Lindsey Vonn makes official training run but isn’t entirely happy
Reporting from Whistler, Canada — American Alpine star Lindsey Vonn finally made an official training run Monday, but her results were mixed.
Nursing a sore shin she thought might keep her from competing in the Olympics, Vonn won the first half of a split downhill training run at Whistler Creekside, but victory came at a cost.
“It’s tough,” she said. “I honestly was expecting it to be a little bit better than it was.”
Vonn, on her own, did some slalom training Sunday. Thomas Vonn said before Monday’s men’s downhill that his wife had suffered a “setback” but “it was to be expected.”
Vonn got her first look at the Whistler downhill Monday, in a split training-run session wrapped around the men’s race.
“The course here is pretty bumpy,” Vonn said. “I was pretty shocked.

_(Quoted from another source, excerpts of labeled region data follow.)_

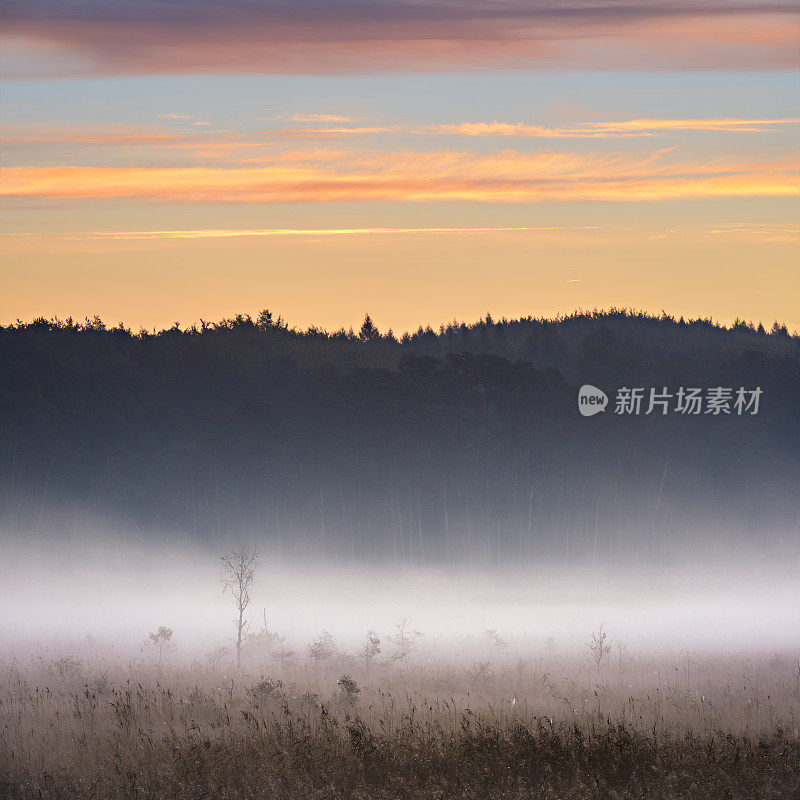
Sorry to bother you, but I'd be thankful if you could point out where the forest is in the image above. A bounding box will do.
[0,309,800,568]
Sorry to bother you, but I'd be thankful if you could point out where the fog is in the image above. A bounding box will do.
[0,535,800,663]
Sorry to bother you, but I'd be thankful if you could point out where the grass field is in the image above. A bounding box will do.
[0,650,800,800]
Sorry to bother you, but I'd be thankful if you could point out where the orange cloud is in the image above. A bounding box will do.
[0,150,800,203]
[438,118,800,139]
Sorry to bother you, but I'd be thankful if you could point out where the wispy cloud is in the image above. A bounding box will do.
[279,114,353,122]
[0,150,800,203]
[48,226,597,239]
[432,118,800,139]
[705,222,800,242]
[2,0,798,74]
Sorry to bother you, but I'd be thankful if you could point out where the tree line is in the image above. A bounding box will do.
[0,309,800,567]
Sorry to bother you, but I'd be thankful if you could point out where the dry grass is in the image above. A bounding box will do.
[0,656,800,800]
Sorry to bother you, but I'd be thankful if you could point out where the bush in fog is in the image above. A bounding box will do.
[336,675,361,704]
[483,628,506,649]
[150,625,177,666]
[358,628,381,669]
[48,655,83,680]
[306,631,336,667]
[387,618,422,663]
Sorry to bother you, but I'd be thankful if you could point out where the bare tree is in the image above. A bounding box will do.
[358,628,381,671]
[220,544,261,667]
[586,623,611,677]
[146,625,172,667]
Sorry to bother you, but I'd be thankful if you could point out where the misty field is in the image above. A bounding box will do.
[0,646,800,800]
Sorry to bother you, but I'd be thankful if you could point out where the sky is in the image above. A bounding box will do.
[0,0,800,333]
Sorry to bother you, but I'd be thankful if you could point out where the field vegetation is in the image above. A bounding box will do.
[0,640,800,800]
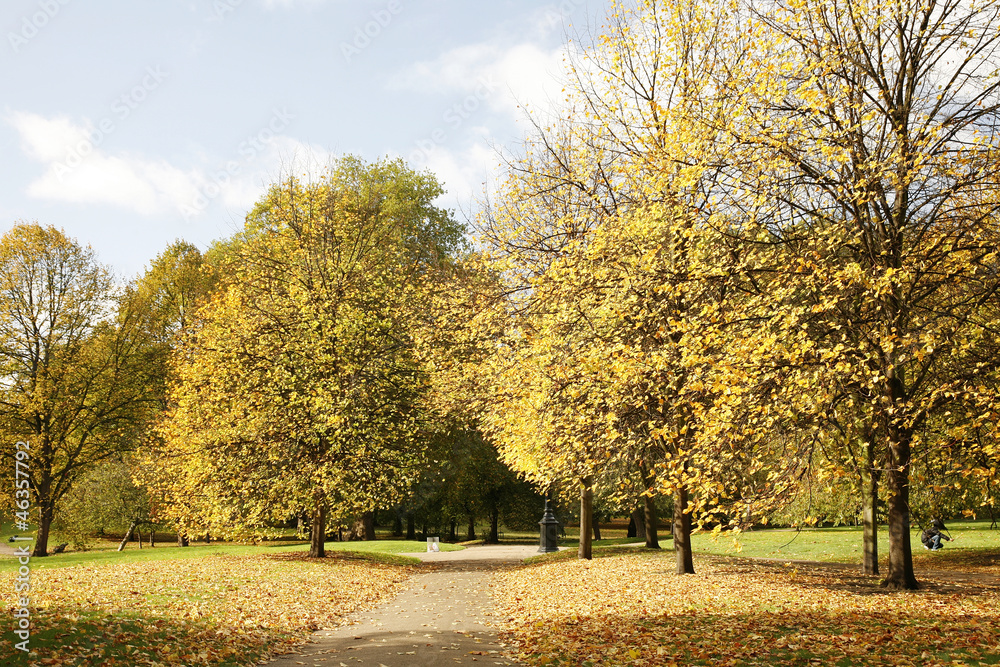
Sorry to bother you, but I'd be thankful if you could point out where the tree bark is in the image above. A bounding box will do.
[31,494,55,558]
[639,462,660,549]
[487,509,500,544]
[861,440,881,575]
[577,477,594,560]
[465,514,476,540]
[309,493,326,558]
[118,521,136,551]
[632,501,646,542]
[359,512,375,542]
[673,486,694,574]
[882,434,919,590]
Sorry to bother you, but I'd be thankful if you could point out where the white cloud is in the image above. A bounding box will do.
[390,31,566,117]
[7,112,330,218]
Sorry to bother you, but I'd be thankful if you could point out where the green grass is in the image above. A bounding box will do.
[527,521,1000,569]
[691,521,1000,563]
[0,540,463,572]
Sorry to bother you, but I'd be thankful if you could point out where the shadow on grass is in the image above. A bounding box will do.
[0,604,301,667]
[516,609,1000,667]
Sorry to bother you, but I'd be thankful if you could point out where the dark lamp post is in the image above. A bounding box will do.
[538,500,559,553]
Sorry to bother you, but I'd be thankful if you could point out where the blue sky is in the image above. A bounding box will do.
[0,0,603,277]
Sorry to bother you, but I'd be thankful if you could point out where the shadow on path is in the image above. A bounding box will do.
[262,545,538,667]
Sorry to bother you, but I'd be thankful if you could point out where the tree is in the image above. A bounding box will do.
[129,240,219,546]
[712,0,1000,588]
[154,158,461,557]
[0,223,160,556]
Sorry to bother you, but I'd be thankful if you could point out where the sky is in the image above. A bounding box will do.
[0,0,603,279]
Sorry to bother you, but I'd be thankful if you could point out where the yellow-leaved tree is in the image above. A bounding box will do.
[147,157,462,556]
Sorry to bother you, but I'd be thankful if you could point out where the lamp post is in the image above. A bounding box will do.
[538,499,559,553]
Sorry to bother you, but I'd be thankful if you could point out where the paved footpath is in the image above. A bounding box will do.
[262,546,538,667]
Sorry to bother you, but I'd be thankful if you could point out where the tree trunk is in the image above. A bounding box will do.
[673,486,694,574]
[488,509,500,544]
[577,477,594,560]
[642,496,660,549]
[882,433,919,590]
[118,521,136,551]
[632,501,646,542]
[358,512,375,542]
[639,462,660,549]
[309,493,326,558]
[31,494,55,558]
[861,440,880,575]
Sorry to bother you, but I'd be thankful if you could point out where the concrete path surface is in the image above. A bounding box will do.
[263,545,552,667]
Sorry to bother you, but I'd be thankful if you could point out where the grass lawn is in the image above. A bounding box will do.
[0,547,411,667]
[692,521,1000,572]
[492,538,1000,667]
[0,540,463,573]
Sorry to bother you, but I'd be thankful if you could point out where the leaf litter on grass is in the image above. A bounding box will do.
[0,555,411,667]
[492,553,1000,667]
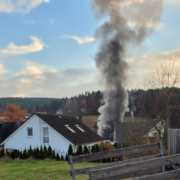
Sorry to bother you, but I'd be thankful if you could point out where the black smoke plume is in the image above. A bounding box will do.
[92,0,162,137]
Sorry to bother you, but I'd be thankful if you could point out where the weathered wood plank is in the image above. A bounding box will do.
[73,143,159,164]
[91,167,161,180]
[89,154,180,180]
[168,129,180,155]
[131,170,180,180]
[74,154,160,175]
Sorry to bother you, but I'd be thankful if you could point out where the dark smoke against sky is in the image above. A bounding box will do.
[92,0,162,134]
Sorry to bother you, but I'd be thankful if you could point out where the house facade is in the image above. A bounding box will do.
[1,114,103,156]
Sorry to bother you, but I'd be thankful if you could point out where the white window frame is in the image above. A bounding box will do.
[42,127,49,144]
[27,127,33,137]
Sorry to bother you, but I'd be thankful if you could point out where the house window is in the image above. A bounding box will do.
[76,125,85,132]
[27,128,33,137]
[65,125,76,133]
[43,127,49,144]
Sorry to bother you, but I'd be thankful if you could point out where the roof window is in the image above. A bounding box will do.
[76,125,85,132]
[65,124,76,133]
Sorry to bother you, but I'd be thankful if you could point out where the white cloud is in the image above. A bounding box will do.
[24,20,36,24]
[61,35,96,45]
[21,66,43,75]
[0,64,7,74]
[164,0,180,5]
[0,36,46,56]
[0,0,50,13]
[0,62,100,97]
[127,48,180,88]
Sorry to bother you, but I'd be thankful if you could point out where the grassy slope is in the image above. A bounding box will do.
[0,159,101,180]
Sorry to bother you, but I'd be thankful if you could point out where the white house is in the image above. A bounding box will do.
[0,113,103,155]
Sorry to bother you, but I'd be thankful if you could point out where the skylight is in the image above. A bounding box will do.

It was like jarring -- it was a fight to make it down. . . . I think this is the worst course for my shin. I just have to fight through it.”
Vonn is hoping poor weather might cancel Tuesday’s second training run in advance of the women’s downhill competition Wednesday. More snow and rain are expected, but not nearly the amount that wreaked havoc on the early Alpine schedule.
The men’s downhill was postponed two days, and the women’s first scheduled event, the combined, was moved from Sunday to Thursday. The men have a combined scheduled for Tuesday.
Vonn, the two-time defending World Cup overall champion and considered a multi-medal threat at these Games, bruised her shin Feb. 2 while training in Austria.
Vonn said at her pre-Olympic news conference last Wednesday that she feared she might not be able to race.
But she caught several breaks when poor weather prevented the women from even completing a training run for four days.
Vonn couldn’t believe she checked in Monday with the fastest time in an abbreviated downhill run.
“I almost went out of the course a couple of times,” she said. “It wasn’t bad skiing, it was just fighting-to-make-it-down skiing. . . . I know what I have to do. I know how to ski. It’s just fighting the pain.”